NONO, dit NO-TCHOUTOUO fut l’un des plus puissants rois de la dynastie des têtes couronnées ayant gouverné à Bangoua. D’une longévité exceptionnelle au pouvoir, l’aïeul du Roi DJAMPOU ANICK JULIO qui règne à Bangoua actuellement, a marqué de manière indélébile son passage au pouvoir. De 1897 à  1957, année de sa disparition, il a administré son royaume avec vigueur et dynamisme. Guerrier aguerri, il était craint et redouté par les rois de tous les villages proches ou lointains. La preuve, il avait menacé de représailles le Chef GAREGA de Bali du Nord-Ouest Cameroun si ce dernier, qui avait eu à se frotter aux colons en premier, ne lui restituait pas tous les présents qu’il lui avait envoyés pour obtenir la protection de son royaume contre les hommes ״anthropophages״ à la peau rouge. En effet profitant de la présence des militaires allemands dans son royaume, le Roi Bali avait décidé de faire valoir sa supériorité vis-à-vis de ses collègues par des mesures les plus perverses. Bangoua n’échappa pas à cette règle; FO NO-TCHOUTOUO, prévoyant et soucieux de préserver son peuple contre les ravages de ces « bêtes à la peau rouge mangeurs d’hommes » dut payer un lourd tribut pour éviter le désastre. C’est ainsi qu’il achemina vers le Roi de Bali des centaines de filles, des défenses d’éléphants, des perles, des pagnes traditionnels de grande valeur etc. Dès que l’occasion se présenta, il accueillit avec enthousiasme dès 1905, les soldats allemands et découvrit avec stupéfaction qu’ils n’étaient pas des mangeurs d’hommes comme le laissait entendre le rusé GAREGA, Roi de Bali.

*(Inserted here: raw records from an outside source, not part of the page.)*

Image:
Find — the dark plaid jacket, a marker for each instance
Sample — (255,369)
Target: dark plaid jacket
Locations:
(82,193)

Fôh NÔH-TCHOUTOUO, le légendaire Roi des BANGOUA, initiateur de la Fête de MACABO

  • LES DEBOIRES D’UN ROI AVEC LA COLONISATION

Le Roi NO-TCHOUTOUO a donc eu à faire face à la double colonisation allemande et française. Ses rapports avec les Allemands, qui l’ont aidé à agrandir son territoire étaient excellents. Mais ces derniers ayant perdu la Première Guerre Mondiale ont cédé, malgré eux, la place aux Français qui ne voyaient pas d’un bon œil ce puissant roi germanophile confortablement installé au pouvoir à Bangoua. Il fallait manœuvrer pour le déstabiliser, l’évincer et mettre à sa place un homme du terroir formé à leur école, susceptible d’être manipulé et qui avait surtout la culture francophone. Ils trouvèrent, à cet effet, Jean NONO, le neveu de ce dynamique roi que ce dernier avait envoyé à l’école française à Bana pour apprendre la langue et les nouvelles techniques de gestion afin de l’aider à mieux comprendre les nouveaux maîtres dont les intentions n’étaient pas toujours empreintes de bienveillance. 

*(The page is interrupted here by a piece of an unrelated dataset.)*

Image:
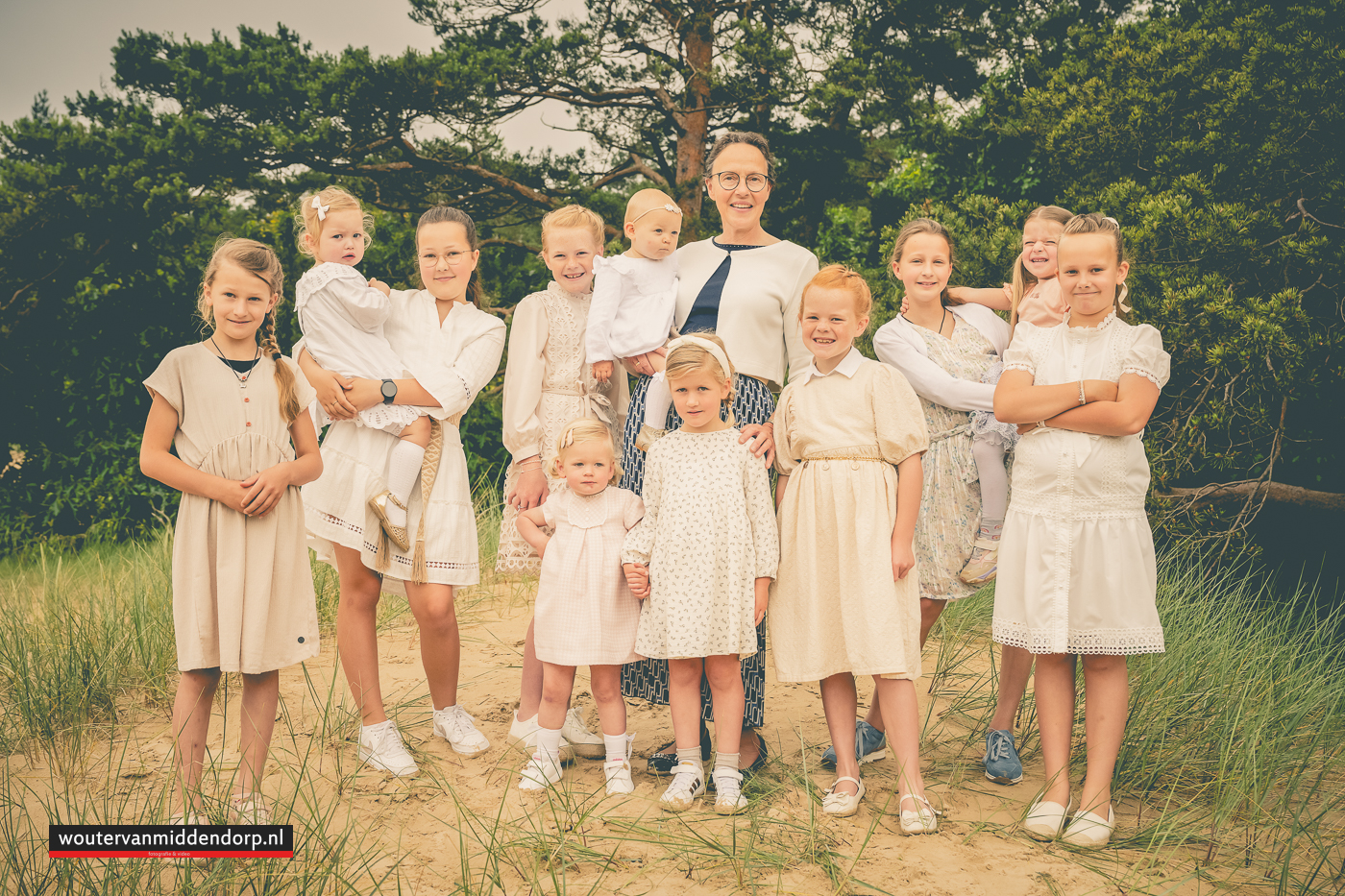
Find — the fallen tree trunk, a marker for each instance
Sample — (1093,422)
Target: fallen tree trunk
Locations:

C’est ainsi que les problèmes entre NO-TCHOUTOUO et les colons français émaillèrent son règne et, dès 1930 la mésentente s’intensifia pour aboutir à son exil à FOTO (Dschang) en 1932.

  • LE SOUTIEN D’UN PEUPLE A SON ROI EXILE

Pendant les seize années qu’avait duré son séjour dans ce royaume de l’actuel Département de la Menoua, les Bangoua n’étaient pas restés les bras croisés. L’agitation dans le Groupement, entretenue par les populations de l’intérieur et une bonne frange de celles de l’extérieur, était permanente.

Pour sa subsistance à FOTO (Dschang), les Bangoua, surtout ceux de la diaspora et particulièrement ceux de Nkongsamba dans le Département du Moungo, Région du Littoral, s’étaient mobilisés et lui apportaient fréquemment de la nourriture. Le MACABO, très apprécié, figurait en bonne place dans la panoplie des vivres qu’on lui apportait. Le « MACABO », faut-il le rappeler, était un aliment nouveau dans la fourchette des recettes du terroir Bangoua.

Le roi n’avait pas oublié cette sollicitude des Bangoua du Moungo et, le 05 Novembre 1948, date de son retour au pouvoir à Bangoua son royaume, le mot « MACABO » revenait régulièrement au moment de l’accueil des populations qui, avec enthousiasme venaient célébrer son retour.

  • UNE FÊTE DENOMMEE « FÊTE DE MACABO ».

Le retour de NO-TCHOUTOUO à Bangoua avait soulevé un enthousiasme débordant dans les communautés Bangoua de l’intérieur et de l’extérieur. Les populations Bangoua étaient venues massivement ce 05 Novembre 1948 pour fêter cet événement historique. Mais pourquoi cette fête porte-t-elle le nom «Macabo» abondamment cultivé et consommé dans le Département du Moungo, alors que le village Bangoua, dans le temps n’était pas un grand bassin de production de ce tubercule?

Parade de la communauté anglophone de BANGOUA lors du MACABO 2019

Plusieurs explications sont avancées :

–        La première thèse laisse entendre que NO-TCHOUTOUO en donnant à cette fête le nom « Macabo » voulait ainsi faire honneur à ceux qui l’avaient aidé à regagner son trône. Ils résidaient pour la plupart à Nkongsamba dans le Département du Moungo, région à forte consommation de ce tubercule.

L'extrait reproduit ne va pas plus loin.